In the 1990s Broz volunteered as a physician in war-torn Bosnia and heard the stories of her patients' experiences, stories that had been suppressed by the government and the media. During the next several years she collected the testimonies of ordinary citizens who displayed kindness and compassion in the face of such terrible circumstances. Included are the tales of Mile Plakalovic, a taxi driver who picked up the wounded from the sidewalks and delivered food and clothing to the young, and Velimar Milosevic, a poet who traveled with an actor to entertain children, all the while hiding in basements to avoid bombings and gunfire.
“The testimonies are complex, moving, and enlightening—there is no simple story here,” says Hart.
Hart became involved with Good People in an Evil Time through colleagues at Harvard University who were familiar with her research in ethnicity, identity, and conflict in the southern Balkans and of her role as a series editor at Other Press. Hart also wrote an introduction to the book, in which she discusses the importance of bringing these stories to a broad audience.
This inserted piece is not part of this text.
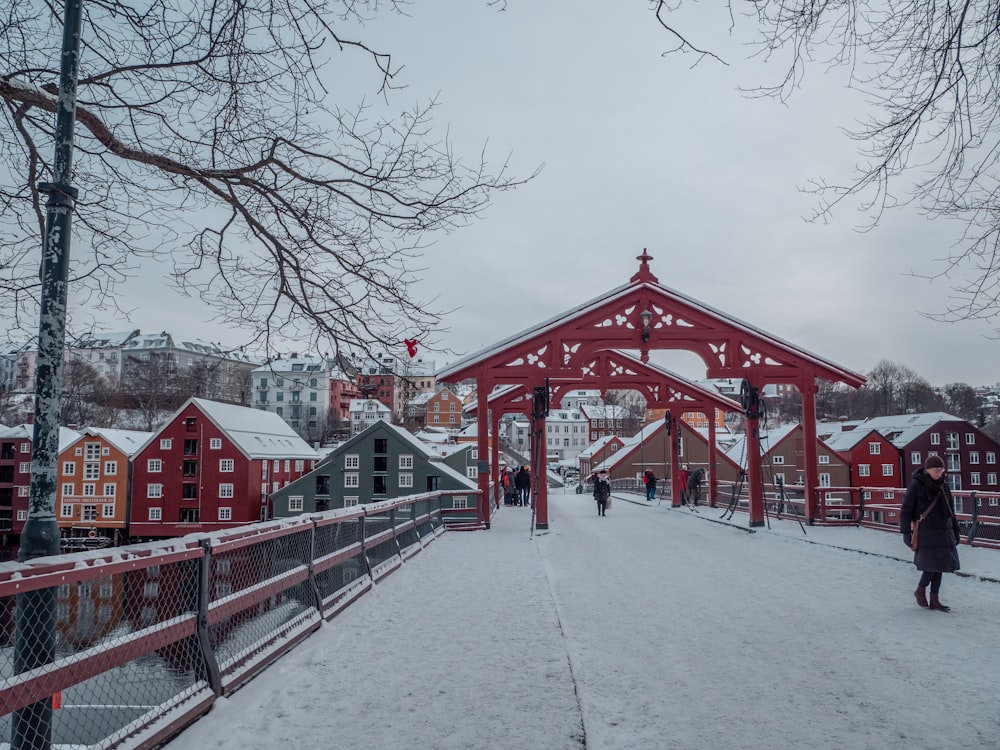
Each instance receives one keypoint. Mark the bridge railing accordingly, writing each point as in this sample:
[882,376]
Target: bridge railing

“We need to read these testimonies to get an accurate sense of the war—the sudden and frightening situations in which people found themselves and their attempts to negotiate those conditions and to survive—and through this we can understand better how people also resisted the ideologies of ethnic hatred, and were helped by others across ethnic lines,” she says.“The war did not emerge out of local antagonisms but out of political interests. The material in the introduction intends to expand the reader's awareness of what ‘ethnicity' means and how it was manipulated.”